A GROUP of enthusiasts is hoping to spread the word about the delights of choral evensong by setting up a website listing services across the UK.
The site, http://choralevensong.org, will formally launch on 22 November, the feast of St Cecilia, the patron saint of musicians, but it is already up and running. It was conceived by members of the Hampstead Church Music Trust, based at St John’s, in the north-west London suburb, and has been put together by Guy Hayward, a former choral scholar at Trinity, Cambridge, who sings regularly with several London choirs.
He said: “We have this wonderful tradition of choral evensong, yet when you want to go to anywhere but your own church to listen, it’s quite hard to find what services are happening, when, where, and what music is being played or sung. We felt very frustrated.
“So we came up with the idea of having one website to bring it all together in a universal format. You could just put in your postcode or address, and it would find the nearest one to you — or wherever else you wanted to go.”
The website contains details of each church, its type of choir, service times, and contact details, plus a link to each church’s music list, so people can see exactly what is being sung.
Mr Hayward sees it as a way of attracting new people into church. “It’s one of the most accessible services for those that may be slightly resistant to going to church. There is relatively little liturgy, and the music is so uplifting.
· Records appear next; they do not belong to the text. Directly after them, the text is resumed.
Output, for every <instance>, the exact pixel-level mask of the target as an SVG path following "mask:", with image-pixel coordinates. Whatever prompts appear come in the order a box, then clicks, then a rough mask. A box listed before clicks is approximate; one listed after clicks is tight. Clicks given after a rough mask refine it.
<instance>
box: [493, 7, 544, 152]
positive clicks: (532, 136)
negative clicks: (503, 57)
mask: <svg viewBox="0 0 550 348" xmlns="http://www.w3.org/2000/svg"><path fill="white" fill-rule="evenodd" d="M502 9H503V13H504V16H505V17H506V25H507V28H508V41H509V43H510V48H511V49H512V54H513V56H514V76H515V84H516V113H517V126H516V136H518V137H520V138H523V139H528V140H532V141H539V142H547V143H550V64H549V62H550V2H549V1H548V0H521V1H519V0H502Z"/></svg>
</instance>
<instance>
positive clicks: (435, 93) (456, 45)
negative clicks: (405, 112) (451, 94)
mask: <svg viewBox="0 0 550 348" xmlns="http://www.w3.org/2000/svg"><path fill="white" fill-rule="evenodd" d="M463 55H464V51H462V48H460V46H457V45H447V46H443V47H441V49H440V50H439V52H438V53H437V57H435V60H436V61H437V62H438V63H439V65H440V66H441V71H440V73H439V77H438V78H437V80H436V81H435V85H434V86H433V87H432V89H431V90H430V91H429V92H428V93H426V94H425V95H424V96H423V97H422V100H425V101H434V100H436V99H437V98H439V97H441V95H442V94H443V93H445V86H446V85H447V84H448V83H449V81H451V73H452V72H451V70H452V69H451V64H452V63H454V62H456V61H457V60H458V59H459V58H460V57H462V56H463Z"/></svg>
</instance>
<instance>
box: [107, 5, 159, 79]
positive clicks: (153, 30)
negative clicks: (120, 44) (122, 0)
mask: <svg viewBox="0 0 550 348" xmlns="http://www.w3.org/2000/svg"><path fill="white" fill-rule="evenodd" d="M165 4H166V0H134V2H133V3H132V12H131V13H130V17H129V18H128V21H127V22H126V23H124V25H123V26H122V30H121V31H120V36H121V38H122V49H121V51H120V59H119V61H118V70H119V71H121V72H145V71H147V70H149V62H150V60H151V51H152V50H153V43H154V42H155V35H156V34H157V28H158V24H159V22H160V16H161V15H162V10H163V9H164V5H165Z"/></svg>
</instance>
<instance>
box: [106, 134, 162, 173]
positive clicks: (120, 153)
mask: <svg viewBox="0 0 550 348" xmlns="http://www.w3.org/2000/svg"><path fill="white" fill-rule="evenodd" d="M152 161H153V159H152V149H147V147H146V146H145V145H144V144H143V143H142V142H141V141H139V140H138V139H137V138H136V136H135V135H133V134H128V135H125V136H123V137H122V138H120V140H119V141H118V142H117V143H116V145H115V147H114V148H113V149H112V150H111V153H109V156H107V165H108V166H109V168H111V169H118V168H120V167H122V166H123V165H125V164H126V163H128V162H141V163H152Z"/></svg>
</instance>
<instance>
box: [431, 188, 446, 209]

The church is finding it hard to attract people; so we thought: ‘Let’s go with something that will interest them’.
“It is a move to try to restore faith in faith, if you like. It’s almost like a back doorway in, finding church again, and seeing the point of it. Evensong offers a very peaceful moment in the day: a point between day and night where people can meditate and contemplate in this stillness, and not have to be called upon to pledge allegiance in any particular way.”
They initially planned to list just cathedrals, Cambridge and Oxford colleges, and some larger churches, but soon realised that many more parish churches were doing it. So far, the site lists about 350 across the country.
“It’s amazing” Mr Hayward said. “Some churches you would never think would do it might have 70 people in their choir doing evensong quite regularly. There is a huge tradition going on, and it needs to be publicised. We want to spread the appeal beyond the ‘usual sort’ who would go for it. It’s for everyone — not just white, middle-class, highly educated people.”